Conservative treatment is once again an unclarified issue. It generally involves immobilization of the arm. Several types of arm immobilizers have been proposed [25] ranging from a broadarm sling up to Kenny–Howard splint, taping and casts. Immobilization can last from 3 days up to 3 weeks based on Rockwood type, subsiding pain and/or different protocols available [20, 24]. Rehabilitation starts gradually after sling removal. Unfortunately, no previous studies aimed to clarify whether one immobilizer is better than the other neither if a longer period of immobilization has a biologic rationale, therefore, the final decision is always up to the surgeon’s experience. The ESA panel aimed to summarize the current literature, thus providing a sort of reasonable guideline to follow and a consensus has been reached on this topic. Conservative management of low-grade AC joint dislocations was unified with postoperative management of high-grade AC joint dislocations. Three weeks of immobilization seemed a reasonable time to provide an initial biological ingrowth, thus avoiding risks related to a longer immobilization period (e.g. shoulder stiffness). However, 6 weeks are warranted before regaining full range of motion and activities of daily living. Sports activities are not allowed before 4 months. Anyhow, according to the ESA panel, pain still remains the main criteria for return to full activities as well as to switch a conservative management into a surgical one.

Nevertheless, some issues still remain controversial and represent the limitations of the present study. One for all, outcome measures to evaluate the management of ACJ injuries are not consistently reported in the literature, therefore, they could not even be included in the consensus process. Further, the lack of uniformity in reported outcomes and the abundance of conservative treatment protocols as well as surgical techniques reported in the literature make any kind of comparison difficult or somehow inconclusive.

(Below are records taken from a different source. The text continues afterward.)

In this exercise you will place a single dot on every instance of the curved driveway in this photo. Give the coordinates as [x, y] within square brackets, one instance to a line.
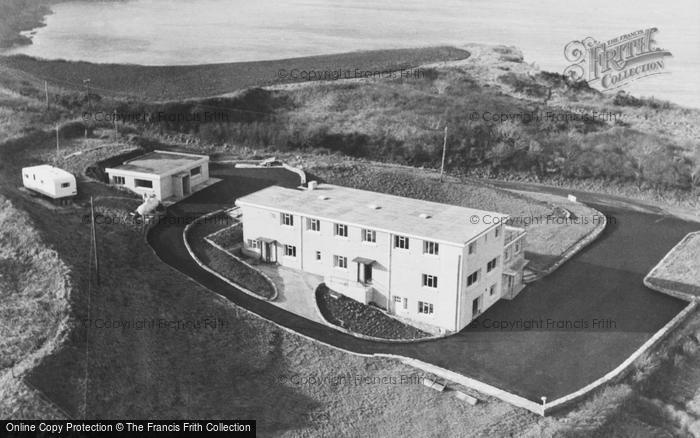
[601, 283]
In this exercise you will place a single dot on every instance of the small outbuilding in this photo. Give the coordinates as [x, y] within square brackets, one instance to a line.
[168, 176]
[50, 181]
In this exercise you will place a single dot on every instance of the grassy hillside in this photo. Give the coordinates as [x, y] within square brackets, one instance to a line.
[185, 82]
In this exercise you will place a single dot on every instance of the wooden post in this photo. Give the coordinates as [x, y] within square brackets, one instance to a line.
[444, 151]
[94, 242]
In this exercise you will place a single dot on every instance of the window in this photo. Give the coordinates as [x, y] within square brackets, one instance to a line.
[369, 236]
[340, 262]
[341, 230]
[473, 278]
[401, 242]
[143, 183]
[287, 219]
[313, 224]
[425, 308]
[290, 250]
[490, 266]
[430, 247]
[429, 281]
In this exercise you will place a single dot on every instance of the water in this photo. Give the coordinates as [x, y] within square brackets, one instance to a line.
[171, 32]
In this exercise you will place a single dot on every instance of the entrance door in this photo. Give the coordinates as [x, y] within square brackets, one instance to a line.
[368, 273]
[186, 185]
[476, 307]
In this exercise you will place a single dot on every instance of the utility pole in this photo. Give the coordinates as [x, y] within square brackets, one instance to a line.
[444, 152]
[86, 82]
[94, 242]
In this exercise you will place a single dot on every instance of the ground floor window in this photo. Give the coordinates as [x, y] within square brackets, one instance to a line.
[473, 278]
[426, 308]
[290, 250]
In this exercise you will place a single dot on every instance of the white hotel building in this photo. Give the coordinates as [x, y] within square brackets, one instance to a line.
[436, 264]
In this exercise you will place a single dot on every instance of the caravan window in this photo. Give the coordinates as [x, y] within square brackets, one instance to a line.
[143, 183]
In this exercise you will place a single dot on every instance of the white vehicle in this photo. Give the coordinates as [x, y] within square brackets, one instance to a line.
[49, 181]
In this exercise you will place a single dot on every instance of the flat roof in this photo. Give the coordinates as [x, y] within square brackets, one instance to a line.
[379, 211]
[159, 162]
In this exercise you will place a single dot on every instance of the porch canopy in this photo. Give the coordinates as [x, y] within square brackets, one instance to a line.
[364, 261]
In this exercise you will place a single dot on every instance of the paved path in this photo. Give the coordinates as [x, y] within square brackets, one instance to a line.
[297, 290]
[601, 283]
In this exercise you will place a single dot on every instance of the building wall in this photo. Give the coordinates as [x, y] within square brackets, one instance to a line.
[488, 247]
[407, 269]
[163, 185]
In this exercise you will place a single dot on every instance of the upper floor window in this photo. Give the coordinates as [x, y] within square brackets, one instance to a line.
[290, 250]
[313, 224]
[341, 230]
[426, 308]
[473, 278]
[369, 236]
[401, 242]
[429, 281]
[430, 247]
[287, 219]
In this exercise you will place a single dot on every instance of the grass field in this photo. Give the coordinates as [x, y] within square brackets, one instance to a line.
[680, 270]
[363, 319]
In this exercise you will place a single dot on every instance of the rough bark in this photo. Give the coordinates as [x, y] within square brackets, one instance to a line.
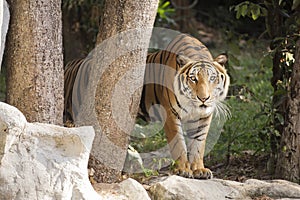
[34, 60]
[127, 24]
[288, 164]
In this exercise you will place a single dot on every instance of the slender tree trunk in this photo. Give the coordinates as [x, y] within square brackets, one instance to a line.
[34, 60]
[288, 164]
[125, 32]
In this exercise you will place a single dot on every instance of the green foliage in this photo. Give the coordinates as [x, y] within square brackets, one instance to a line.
[249, 9]
[250, 93]
[164, 14]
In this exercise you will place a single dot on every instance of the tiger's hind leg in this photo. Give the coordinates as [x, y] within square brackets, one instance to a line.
[197, 164]
[196, 139]
[174, 134]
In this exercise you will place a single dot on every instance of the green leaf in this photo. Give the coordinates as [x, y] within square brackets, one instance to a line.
[244, 10]
[296, 4]
[255, 12]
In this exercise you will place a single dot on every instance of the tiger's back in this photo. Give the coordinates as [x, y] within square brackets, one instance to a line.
[183, 85]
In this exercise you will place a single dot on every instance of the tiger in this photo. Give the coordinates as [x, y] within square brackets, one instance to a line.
[70, 75]
[183, 86]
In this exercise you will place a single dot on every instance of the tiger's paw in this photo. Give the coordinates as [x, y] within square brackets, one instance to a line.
[184, 170]
[202, 173]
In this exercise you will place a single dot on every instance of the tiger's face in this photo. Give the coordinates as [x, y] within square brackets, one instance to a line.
[202, 84]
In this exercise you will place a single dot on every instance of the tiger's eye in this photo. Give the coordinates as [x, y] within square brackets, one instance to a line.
[193, 78]
[212, 78]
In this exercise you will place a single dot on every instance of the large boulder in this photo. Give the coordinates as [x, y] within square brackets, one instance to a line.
[43, 161]
[175, 187]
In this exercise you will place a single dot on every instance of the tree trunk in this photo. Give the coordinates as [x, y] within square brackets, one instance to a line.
[34, 60]
[124, 36]
[288, 164]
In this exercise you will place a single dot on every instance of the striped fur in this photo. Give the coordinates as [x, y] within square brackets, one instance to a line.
[183, 86]
[71, 70]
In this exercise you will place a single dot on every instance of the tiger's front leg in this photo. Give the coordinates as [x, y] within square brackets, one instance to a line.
[196, 141]
[174, 134]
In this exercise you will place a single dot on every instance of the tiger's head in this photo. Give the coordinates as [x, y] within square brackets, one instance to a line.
[202, 84]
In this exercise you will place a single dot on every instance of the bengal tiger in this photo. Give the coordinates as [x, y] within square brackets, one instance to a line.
[183, 86]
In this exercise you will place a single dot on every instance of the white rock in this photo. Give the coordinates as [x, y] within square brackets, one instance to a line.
[175, 187]
[42, 161]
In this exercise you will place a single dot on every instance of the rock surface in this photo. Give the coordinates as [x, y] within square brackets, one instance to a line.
[175, 187]
[42, 161]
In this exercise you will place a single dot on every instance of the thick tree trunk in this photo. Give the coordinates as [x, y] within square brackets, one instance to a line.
[288, 164]
[124, 36]
[34, 60]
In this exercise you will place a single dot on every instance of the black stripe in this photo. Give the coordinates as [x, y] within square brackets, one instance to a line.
[171, 106]
[194, 131]
[197, 120]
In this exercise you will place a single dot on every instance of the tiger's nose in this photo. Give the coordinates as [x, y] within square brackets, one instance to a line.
[203, 99]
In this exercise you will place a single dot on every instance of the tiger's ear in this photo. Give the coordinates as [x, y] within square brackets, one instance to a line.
[182, 60]
[221, 59]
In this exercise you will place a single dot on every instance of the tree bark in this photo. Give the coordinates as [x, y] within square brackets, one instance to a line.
[125, 32]
[288, 164]
[34, 60]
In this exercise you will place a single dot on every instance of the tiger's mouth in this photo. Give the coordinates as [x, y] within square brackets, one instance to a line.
[203, 106]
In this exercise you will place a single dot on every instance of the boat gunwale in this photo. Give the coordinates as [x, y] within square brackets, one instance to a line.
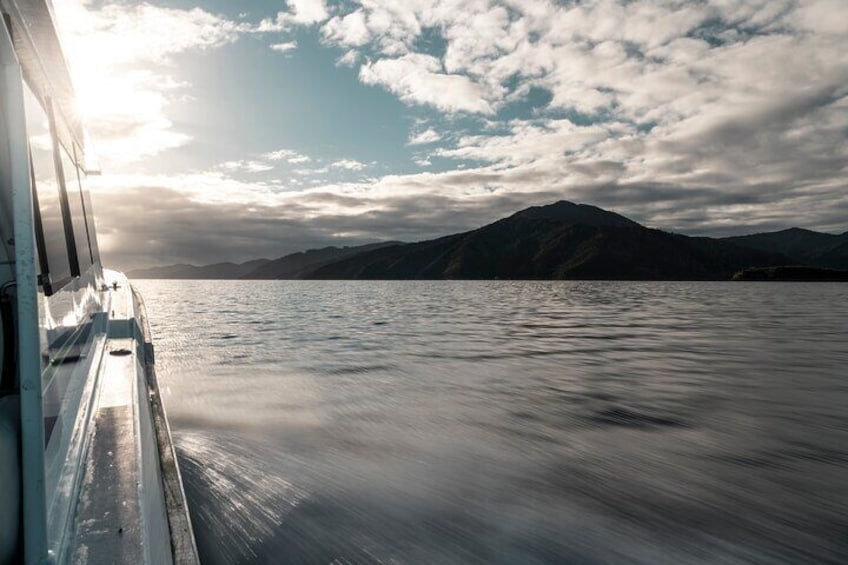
[183, 544]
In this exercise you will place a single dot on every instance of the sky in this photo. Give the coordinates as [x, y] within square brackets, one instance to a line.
[228, 131]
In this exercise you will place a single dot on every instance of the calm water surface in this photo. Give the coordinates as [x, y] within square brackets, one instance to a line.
[508, 422]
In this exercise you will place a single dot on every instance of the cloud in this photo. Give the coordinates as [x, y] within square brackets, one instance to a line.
[418, 78]
[424, 137]
[284, 47]
[287, 155]
[689, 116]
[121, 56]
[308, 11]
[349, 164]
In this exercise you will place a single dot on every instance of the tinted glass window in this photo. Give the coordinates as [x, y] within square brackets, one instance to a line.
[53, 250]
[75, 203]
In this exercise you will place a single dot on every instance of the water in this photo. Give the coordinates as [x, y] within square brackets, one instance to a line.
[508, 422]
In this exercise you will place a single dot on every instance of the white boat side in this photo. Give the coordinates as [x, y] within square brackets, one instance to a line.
[88, 470]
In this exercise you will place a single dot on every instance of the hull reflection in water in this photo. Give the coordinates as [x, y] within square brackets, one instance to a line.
[323, 422]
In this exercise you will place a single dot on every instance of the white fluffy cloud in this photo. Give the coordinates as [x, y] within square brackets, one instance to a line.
[685, 115]
[420, 78]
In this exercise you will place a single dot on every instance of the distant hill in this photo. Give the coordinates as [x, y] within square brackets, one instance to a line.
[215, 271]
[298, 265]
[801, 246]
[792, 274]
[559, 241]
[292, 266]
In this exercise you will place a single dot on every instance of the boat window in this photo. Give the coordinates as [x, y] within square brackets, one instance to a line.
[77, 209]
[50, 229]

Due to the lack of prospective randomized trials, this consensus statement is meant to be a guideline to get insight into the complex topic of diagnosis and treatment of AC joint dislocations for the general orthopaedic surgeon and even for shoulder specialists, respectively.

Conclusions

A consensus was reached on main topics of controversy. True AP view or a panoramic view (bilateral Zanca radiographs) without loading of the arm was deemed sufficient for diagnosis. Horizontal instability can be identified through clinical override testing during body cross test. The Rockwood classification, as modified by the ISAKOS statement, is still considered the most valid so far. The separation line between acute and chronic cases was consensually set at 3 weeks. Arthroscopically assisted anatomic reconstruction using a suspensory device (synthetic augmentation) with no need of an additionally biological augmentation could be recommended in acute injuries, whereas the use of biological reconstruction with tendon graft should be preferred in chronic cases, with the need to address horizontal instability by reconstructing also the AC ligaments. Finally, the consensus showed no different treatment strategies between conservative and postoperative care of high-grade ACJ dislocation, recommending immobilization for 3 weeks with a full range of motion activity allowed after 6 weeks.

The ESSKA-ESA section tried to fully investigate and clarify each step of the diagnostic treatment algorithm, aiming to give surgeons insight into the current concepts suggested despite the large amount of literature.